Adoptive transfer of Pmel CD8+ T cells

C57BL/6 mice (5 mice/group) were injected with 100,000 B16F10 melanoma cells on the right hindlimb. On day 10 post tumor implantation, mice were treated with a single dose of 15Gy RT on the hindlimb. Naive CD8+ T cells were purified from spleens of Pmel-1 TCR transgenic mice by magnetic-activated cell sorting (MACS) and fluorescently labeled with 1μM CFSE as previously described (Rizzuto et al., 2009). On the same day as RT (day 10), each mouse received 10⁶ CFSE-labeled Pmel CD8+ T cells by tail vein injection. One day after RT (day 11), mice were injected i.p. with 200 μg/mouse of mch1N11 or isotype control. Blood, spleens, draining inguinal LNs and tumors were excised 7 days after RT (day 17) and dissociated into single cell suspensions for analysis by flow cytometry. Pmel CD8+ T cells were identified by staining for the congenic marker Thy1.1.
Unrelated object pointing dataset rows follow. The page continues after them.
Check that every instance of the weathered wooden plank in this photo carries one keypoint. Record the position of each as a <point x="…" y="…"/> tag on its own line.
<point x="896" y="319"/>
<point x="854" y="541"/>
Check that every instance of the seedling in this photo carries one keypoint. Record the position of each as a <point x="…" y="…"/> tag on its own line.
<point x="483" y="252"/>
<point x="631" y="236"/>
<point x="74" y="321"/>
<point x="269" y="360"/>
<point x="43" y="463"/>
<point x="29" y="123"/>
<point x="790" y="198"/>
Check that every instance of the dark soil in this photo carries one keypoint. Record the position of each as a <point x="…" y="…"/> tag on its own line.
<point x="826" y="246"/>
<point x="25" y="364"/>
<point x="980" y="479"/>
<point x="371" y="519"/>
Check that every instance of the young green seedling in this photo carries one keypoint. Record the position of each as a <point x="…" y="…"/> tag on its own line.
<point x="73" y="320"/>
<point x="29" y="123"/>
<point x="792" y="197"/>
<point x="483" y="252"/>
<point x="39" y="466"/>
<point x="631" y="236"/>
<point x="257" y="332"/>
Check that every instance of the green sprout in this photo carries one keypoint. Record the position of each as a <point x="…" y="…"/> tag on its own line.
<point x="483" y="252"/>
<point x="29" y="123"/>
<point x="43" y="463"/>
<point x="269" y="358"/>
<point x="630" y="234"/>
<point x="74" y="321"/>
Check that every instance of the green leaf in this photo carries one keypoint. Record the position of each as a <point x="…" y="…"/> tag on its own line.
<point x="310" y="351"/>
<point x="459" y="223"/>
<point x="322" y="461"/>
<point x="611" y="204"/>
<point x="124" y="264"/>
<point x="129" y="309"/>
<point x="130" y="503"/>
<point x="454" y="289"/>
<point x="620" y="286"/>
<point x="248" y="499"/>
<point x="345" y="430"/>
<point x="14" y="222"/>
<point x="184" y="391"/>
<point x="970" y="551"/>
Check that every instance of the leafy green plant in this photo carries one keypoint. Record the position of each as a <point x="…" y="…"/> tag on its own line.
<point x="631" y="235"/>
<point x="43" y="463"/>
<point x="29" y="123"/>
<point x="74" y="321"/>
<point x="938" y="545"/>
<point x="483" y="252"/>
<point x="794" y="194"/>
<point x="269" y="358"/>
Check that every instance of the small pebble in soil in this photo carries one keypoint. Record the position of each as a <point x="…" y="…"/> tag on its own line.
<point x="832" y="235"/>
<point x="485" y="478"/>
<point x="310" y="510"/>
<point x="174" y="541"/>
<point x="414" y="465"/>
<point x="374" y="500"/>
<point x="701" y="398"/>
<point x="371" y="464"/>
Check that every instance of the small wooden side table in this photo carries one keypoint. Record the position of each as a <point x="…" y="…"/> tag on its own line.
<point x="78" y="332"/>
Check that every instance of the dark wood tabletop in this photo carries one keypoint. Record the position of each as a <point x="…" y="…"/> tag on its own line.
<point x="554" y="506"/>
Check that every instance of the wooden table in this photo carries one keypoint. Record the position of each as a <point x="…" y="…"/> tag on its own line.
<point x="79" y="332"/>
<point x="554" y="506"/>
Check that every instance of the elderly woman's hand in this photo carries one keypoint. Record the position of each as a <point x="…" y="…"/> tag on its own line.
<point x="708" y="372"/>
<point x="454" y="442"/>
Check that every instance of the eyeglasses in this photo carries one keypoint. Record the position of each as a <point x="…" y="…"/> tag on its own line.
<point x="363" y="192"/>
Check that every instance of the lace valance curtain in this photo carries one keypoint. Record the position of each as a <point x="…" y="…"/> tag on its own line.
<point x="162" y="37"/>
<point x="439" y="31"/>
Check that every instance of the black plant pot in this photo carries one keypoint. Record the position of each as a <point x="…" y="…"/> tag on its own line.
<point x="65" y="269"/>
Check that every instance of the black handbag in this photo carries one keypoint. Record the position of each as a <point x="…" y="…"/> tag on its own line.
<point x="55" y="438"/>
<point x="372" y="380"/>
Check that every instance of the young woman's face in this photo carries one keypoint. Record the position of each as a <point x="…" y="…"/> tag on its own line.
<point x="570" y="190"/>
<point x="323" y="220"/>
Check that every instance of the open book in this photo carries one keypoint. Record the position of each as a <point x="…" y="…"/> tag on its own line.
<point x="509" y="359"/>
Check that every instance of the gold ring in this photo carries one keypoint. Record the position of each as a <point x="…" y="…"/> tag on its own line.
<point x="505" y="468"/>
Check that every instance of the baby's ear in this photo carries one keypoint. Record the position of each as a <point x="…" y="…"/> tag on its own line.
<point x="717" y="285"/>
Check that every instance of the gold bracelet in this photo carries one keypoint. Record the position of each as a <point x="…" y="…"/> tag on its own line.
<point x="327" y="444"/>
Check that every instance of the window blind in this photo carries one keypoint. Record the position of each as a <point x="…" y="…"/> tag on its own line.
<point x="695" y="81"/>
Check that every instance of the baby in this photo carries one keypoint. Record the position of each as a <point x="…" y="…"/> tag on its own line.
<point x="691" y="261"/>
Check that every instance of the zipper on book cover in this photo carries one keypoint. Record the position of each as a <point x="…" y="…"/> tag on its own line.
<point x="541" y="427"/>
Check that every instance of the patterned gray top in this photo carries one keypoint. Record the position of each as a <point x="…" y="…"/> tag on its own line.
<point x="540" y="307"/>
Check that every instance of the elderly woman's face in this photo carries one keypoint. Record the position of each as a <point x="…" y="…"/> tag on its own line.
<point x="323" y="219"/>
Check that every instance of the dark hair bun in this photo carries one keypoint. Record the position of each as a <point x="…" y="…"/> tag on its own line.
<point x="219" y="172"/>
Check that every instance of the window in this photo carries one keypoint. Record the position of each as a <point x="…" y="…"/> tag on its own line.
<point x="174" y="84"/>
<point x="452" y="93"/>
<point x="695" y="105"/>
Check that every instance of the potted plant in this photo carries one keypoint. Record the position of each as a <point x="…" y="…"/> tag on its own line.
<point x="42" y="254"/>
In vitro macrophage polarization

Bone marrow (BM) from naive C57BL/6 mice were isolated and cultured in 60cm Petri dishes at 5×10⁶ cells in 5 mL of complete media (RPMI with 10% fetal bovine serum (FBS) supplemented with 2mM L-glutamine, 1mM sodium pyruvate and 50 μM 2-mercaptoethanol) in the presences of 20ng/ml recombinant murine GMCSF. Cultures were fed every 2 days with fresh medium containing GMCSF. After 6 days in culture, BM cells were detached non-enzymatically using cell scrapers and re-plated in 12-well plates containing 1ml of complete medium with 5% mouse serum and 10⁶ BM cells per well in the presence or absence of an isotype control (C44) or PS-targeting (mch1N11) antibody. 24 hours later, cells were detached and analyzed by flow cytometry for APCs (CD11c+, MHC II+), total macrophages (CD11b+ F4/80+), M1 (MHC II+ CD206−) and M2 (MHC II− CD206+) macrophages.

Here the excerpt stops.